Useful for ensuring that you are working with the definitive path to a file or directory.

Symlinks

  • Path.symlink_to(target): Creates a symbolic link pointing to the target.
  • Path.is_symlink(): Checks if the path is a symbolic link.
  • Handling symbolic links is crucial in environments where they are commonly used, like Unix/Linux systems.

Working with File System Metadata

Accessing File Properties:

  • Path.stat(): Returns information like size, modification time, etc.
  • This method is vital for scripts that need to monitor or react to changes in file properties.

Ownership and Permissions

  • Methods like Path.chmod(), Path.owner(), and Path.group() allow you to change file permissions and examine file ownership.
  • Important for scripts that manage file security or need to modify access rights.

Error Handling in pathlib

It's important to handle exceptions when working with file operations to avoid crashes due to issues like missing files or permission errors.

from pathlib import Path, PathError

try:
    with open(file_path, 'r') as f:
        content = f.read()
except FileNotFoundError:
    print("File not found")
except PathError as e:
    print(f"Path error: {e}")

Introduction to shutil

shutil is a Python module that offers a number of high-level operations on files and collections of files. This module is part of the Python Standard Library and provides functionality for file copying, moving, renaming, and deletion, as well as directory and archive management. While pathlib is excellent for file path manipulations and basic file operations, shutil complements it by providing more advanced and specialized file operations.

Why shutil Exists Alongside pathlib

  • Different Focus and Scope: While pathlib is primarily designed for path manipulation and basic file operations (like reading/writing files), shutil is focused on high-level file operations like copying, moving, and archiving files and directories.

  • Complementary Functionality: shutil complements pathlib by providing functionality that pathlib does not, particularly in handling operations involving multiple files or directories.

  • Legacy Support: shutil has been part of Python for a longer time and provides some functionalities that predate pathlib. It's well-integrated into existing Python codebases.

Key Functionalities of shutil

File Copying and Moving

Copying Files:

  • shutil.copy(src, dst): Copies the file src to the file or directory dst. If dst specifies a directory, the file will be copied into dst using the base filename from src.
  • shutil.copy2(src, dst): Similar to shutil.copy(), but copy2() also attempts to preserve file metadata.

Copying Directories:

  • shutil.copytree(src, dst): Recursively copies an entire directory tree rooted at src to a directory named dst.

Moving Files and Directories:

  • shutil.move(src, dst): Recursively moves a file or directory (src) to another location (dst).

Directory Management

Removing Directories:

  • shutil.rmtree(path): Recursively deletes a directory and all its contents.

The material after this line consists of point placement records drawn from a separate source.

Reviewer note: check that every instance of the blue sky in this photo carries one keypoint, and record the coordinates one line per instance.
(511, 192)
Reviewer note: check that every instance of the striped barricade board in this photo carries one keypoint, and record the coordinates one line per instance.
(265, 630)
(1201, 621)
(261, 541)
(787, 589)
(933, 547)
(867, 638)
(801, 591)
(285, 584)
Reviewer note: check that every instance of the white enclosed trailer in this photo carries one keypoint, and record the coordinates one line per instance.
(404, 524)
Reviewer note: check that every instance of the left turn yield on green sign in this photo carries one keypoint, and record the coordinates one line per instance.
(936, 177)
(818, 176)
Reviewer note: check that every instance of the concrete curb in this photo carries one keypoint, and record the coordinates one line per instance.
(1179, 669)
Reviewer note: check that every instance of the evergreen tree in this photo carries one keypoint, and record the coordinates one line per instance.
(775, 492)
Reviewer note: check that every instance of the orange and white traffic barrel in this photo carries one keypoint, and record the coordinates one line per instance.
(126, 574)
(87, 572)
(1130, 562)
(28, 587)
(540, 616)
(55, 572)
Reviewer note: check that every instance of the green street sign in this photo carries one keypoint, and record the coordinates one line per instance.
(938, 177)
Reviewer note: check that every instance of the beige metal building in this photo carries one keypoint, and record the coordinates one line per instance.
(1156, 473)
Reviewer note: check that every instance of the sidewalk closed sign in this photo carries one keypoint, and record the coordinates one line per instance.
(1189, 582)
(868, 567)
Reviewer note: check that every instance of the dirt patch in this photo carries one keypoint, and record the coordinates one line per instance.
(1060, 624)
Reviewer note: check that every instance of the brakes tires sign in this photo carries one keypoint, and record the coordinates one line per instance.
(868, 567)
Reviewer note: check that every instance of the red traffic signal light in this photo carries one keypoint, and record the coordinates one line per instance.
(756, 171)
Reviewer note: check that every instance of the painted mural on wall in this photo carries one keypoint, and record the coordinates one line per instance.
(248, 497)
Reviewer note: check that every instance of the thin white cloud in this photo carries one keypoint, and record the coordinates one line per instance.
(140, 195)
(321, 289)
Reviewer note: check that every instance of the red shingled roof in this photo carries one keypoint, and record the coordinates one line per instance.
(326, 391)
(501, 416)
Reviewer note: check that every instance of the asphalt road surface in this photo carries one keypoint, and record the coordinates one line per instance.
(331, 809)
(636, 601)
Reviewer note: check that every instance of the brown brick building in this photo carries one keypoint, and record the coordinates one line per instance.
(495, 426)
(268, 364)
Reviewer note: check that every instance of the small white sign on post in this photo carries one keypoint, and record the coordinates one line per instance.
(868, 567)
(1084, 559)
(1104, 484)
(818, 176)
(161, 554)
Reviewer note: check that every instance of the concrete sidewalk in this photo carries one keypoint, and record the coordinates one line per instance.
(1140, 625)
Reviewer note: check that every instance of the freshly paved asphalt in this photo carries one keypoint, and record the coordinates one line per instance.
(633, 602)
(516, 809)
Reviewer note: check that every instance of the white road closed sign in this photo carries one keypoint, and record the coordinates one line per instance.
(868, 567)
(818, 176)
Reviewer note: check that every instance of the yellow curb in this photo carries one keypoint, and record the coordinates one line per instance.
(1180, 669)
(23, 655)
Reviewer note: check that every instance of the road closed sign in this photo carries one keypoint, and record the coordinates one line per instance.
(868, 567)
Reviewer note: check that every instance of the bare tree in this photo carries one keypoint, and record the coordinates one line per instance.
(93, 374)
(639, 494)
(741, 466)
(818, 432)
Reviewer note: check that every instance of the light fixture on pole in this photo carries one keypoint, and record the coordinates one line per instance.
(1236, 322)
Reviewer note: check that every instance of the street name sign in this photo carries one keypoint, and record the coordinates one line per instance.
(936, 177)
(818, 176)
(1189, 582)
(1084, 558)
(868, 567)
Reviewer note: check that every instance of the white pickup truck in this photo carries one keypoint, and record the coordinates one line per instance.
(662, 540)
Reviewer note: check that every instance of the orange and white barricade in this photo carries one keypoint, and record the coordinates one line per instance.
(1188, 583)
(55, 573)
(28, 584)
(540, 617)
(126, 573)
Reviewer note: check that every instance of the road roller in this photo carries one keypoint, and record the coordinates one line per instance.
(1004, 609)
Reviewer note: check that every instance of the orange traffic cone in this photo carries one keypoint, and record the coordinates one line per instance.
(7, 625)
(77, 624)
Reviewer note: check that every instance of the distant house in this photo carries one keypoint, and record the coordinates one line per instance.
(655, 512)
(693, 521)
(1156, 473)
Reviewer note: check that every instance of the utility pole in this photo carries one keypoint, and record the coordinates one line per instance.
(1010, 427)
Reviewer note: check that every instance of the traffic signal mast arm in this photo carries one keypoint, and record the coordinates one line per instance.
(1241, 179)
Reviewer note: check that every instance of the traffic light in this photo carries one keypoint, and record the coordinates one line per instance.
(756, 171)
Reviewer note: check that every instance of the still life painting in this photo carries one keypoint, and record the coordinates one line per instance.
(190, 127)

Changing Ownership and Permissions:

  • shutil.chown() allows changing the owner and group of a file or directory.

Disk Space

  • shutil.disk_usage(path): Returns disk usage statistics about the path as a named tuple with the attributes total, used, and free, representing the total, used, and free space in bytes.

Archiving Operations

Creating and Extracting Archives:

  • shutil.make_archive(base_name, format, root_dir): Creates an archive (like zip or tar) of the root_dir.
  • shutil.unpack_archive(filename, extract_dir): Extracts an archive into the extract_dir.